Any guidance or help would be appreciated :) Thanks!
 
  • Scholiast

    Senior Member
    salvete!

    I have searched in google...
    Oh dear! Don't! It is dire for Latin.

    With all respect to Agró, I'm not 100% sure. vis in the singular tends to mean "force" or even "violence". The required sense of "strength" is normally conveyed by the plural vires. And while fortitudo is a perfectly fine and classical word, a ready alternative is virtus (literally, "manliness", but Roman culture and thought was quite "sexist").

    Moreover, like the derived Romance languages, Latin likes pungent alliteration for rhetorical effect. My suggestion here therefore is vires et [or ac] virtus. It would also be suitable for the OP's purposes, namely a motto, to make these ablative, in other words "through strength and courage": this would be viribus et virtute. And for epigrammatic brevity et could be left out.

    Σ
     

    Gorojh

    New Member
    Spanish - Mexico
    Thank you kindly to both of you, Agro and Scholiast! This is wonderful.

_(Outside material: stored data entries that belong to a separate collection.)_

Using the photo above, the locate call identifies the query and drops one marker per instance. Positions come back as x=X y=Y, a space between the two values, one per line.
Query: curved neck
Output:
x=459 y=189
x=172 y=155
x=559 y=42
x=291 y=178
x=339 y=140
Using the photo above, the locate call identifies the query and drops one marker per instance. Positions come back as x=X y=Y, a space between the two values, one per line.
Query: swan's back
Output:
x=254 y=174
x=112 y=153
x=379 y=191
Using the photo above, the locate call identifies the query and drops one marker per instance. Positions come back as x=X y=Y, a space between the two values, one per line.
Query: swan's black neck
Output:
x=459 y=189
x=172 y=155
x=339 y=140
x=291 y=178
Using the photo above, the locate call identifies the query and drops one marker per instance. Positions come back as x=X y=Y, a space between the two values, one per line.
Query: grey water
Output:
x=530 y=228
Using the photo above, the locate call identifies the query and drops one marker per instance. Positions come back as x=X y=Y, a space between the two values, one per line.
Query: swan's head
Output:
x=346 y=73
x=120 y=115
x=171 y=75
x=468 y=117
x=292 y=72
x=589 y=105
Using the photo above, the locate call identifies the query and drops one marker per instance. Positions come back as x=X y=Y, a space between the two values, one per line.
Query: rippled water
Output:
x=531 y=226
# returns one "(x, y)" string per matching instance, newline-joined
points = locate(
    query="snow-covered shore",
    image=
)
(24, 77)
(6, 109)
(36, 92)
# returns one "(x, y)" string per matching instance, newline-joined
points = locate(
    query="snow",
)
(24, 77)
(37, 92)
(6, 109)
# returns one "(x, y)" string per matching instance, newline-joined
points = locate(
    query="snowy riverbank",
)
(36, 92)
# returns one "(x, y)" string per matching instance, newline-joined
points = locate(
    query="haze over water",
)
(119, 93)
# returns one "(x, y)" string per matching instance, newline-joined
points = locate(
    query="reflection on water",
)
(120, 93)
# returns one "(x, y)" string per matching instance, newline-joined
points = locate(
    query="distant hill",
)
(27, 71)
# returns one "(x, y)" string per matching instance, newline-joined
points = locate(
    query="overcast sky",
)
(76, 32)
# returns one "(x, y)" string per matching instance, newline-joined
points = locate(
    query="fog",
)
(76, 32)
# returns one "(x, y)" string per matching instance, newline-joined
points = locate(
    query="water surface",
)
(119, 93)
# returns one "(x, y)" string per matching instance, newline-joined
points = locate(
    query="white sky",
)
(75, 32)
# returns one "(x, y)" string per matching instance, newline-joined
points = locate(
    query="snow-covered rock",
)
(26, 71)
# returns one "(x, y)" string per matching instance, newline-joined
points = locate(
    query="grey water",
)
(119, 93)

I do like the sound of Vires et Virtus, and, although I do not know Latin, I can understand and like the reasoning behind it :) I will try not to use Google Translate in the future. At the time, it was the only resource that I had before finding this great forum. Thank you for your generosity. I might come back to try to learn some Latin :) Best. G.
     

    LW82

    New Member
    Portuguese
    salvete!



    Oh dear! Don't! It is dire for Latin.

    With all respect to Agró, I'm not 100% sure. vis in the singular tends to mean "force" or even "violence". The required sense of "strength" is normally conveyed by the plural vires. And while fortitudo is a perfectly fine and classical word, a ready alternative is virtus (literally, "manliness", but Roman culture and thought was quite "sexist").

    Moreover, like the derived Romance languages, Latin likes pungent alliteration for rhetorical effect. My suggestion here therefore is vires et [or ac] virtus. It would also be suitable for the OP's purposes, namely a motto, to make these ablative, in other words "through strength and courage": this would be viribus et virtute. And for epigrammatic brevity et could be left out.

    Σ
    Hallo, could you help me with the translation please?